One woman behind me who had seemingly suffered a severe 'Bern' would scream “BERNIEEEEEEEEEEEEEEE!!!!!” at the top of her lungs every time the room quieted down.
As on day one, part of the room chanted Sanders' name, while others responded with their support for Clinton. Outside, the anti-Hillary protests heated up.
The two women sitting next to me were new delegates who voiced their admiration of Sanders, despite declaring they were “with her.”
As the night went on, they got more and more drunk, and one of them spilled wine on me as she stood up to cheer. It was funny to see delegates in person doing normal human things.
Time for the nominations.
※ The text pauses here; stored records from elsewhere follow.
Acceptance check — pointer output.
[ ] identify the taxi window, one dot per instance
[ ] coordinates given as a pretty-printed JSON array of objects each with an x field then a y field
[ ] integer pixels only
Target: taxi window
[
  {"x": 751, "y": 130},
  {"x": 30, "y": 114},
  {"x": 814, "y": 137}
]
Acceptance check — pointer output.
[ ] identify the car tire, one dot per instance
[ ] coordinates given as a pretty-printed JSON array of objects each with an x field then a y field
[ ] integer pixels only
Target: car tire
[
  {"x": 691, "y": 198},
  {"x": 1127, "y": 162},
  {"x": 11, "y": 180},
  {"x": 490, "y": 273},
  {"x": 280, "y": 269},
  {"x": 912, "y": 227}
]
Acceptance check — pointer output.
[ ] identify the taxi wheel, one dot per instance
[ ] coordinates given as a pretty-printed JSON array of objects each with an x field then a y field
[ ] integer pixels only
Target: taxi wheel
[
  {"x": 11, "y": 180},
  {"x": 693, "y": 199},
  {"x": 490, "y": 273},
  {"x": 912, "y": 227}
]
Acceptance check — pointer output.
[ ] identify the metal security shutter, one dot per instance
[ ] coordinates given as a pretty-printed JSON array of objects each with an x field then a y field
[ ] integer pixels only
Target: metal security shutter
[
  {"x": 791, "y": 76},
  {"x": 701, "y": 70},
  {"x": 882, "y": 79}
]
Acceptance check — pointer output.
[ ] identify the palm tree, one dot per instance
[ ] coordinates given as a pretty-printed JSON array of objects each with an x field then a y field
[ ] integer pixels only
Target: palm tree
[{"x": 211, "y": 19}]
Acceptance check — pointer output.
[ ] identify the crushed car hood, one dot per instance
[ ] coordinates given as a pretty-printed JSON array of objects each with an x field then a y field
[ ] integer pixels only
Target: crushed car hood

Three separate delegates rose to give speeches about why they are nominating Bernie Sanders for the presidency. They’re met with such loud cheers from the entire room that for a moment it seemed like Sanders might actually get voted in. But really, most in the room were fully supporting him for his campaign and for making the right move in an attempt to unify the party in the hope of defeating he who shall not be named.
Sure enough, as the Hillary nominations came in, the crowd cheered just as loud.
As each state cast their official votes for each candidate speakers gave huge respect and praise to Sanders and everything he’s already achieved with his movement.
When it came time for Vermont, the state surprised everyone by announcing that they would be “passing,” only to be revisited after the rest of the states had voted. They handed the mic to Sanders down on the floor. Everyone listened attentively as Sanders bypassed DNC rules and officially declared Hillary the first female democratic presidential nominee.
History was made.
The song “Happy” by Pharrell Williams kicked in and the entire room erupted in cheer and dance.
Some people do not like Hillary Clinton. Personally, I spent the entire primaries arguing against her in favour of Sanders. But at this point, voters are either in favour of Hillary or in favour of Trump. At the DNC, it seemed the overwhelming majority of delegates gets that.
The Mothers of the Movement — comprised of African American mothers who lost their children to gun violence or to violent incidents involving the police — gave heartbreaking speeches about the events that lead them here, eliciting tears from the audience. Among them were Geneva Reed-Veal, the mother of Sandra Bland, who died in a Texas jail cell after being pulled over for not signaling as she switched lanes. They left the stage to the sound of “Black Lives Matter!” being chanted by the entire stadium.
As former president Bill Clinton walked in, the audience cheered louder than they had at any point that night, waving displaying their “America” signs in unison.
His speech was delivered with a kind of charm that I had never seen from him. He spoke highly of his wife Hillary, and near the end of his speech asked the audience: “How does this square up with what you heard at the RNC? One is real, and one is made up.”
Whatever people's views on Hillary or Bill Clinton, he was right: the DNC has been a refreshing restoration of reality in this election cycle, following the chaotic gong show of the Republican Party's nomination of Trump.
By the end of the night, there was a palpable sense of common purpose in the convention hall.
As for those outside the convention, we’ll have to wait and see what happens.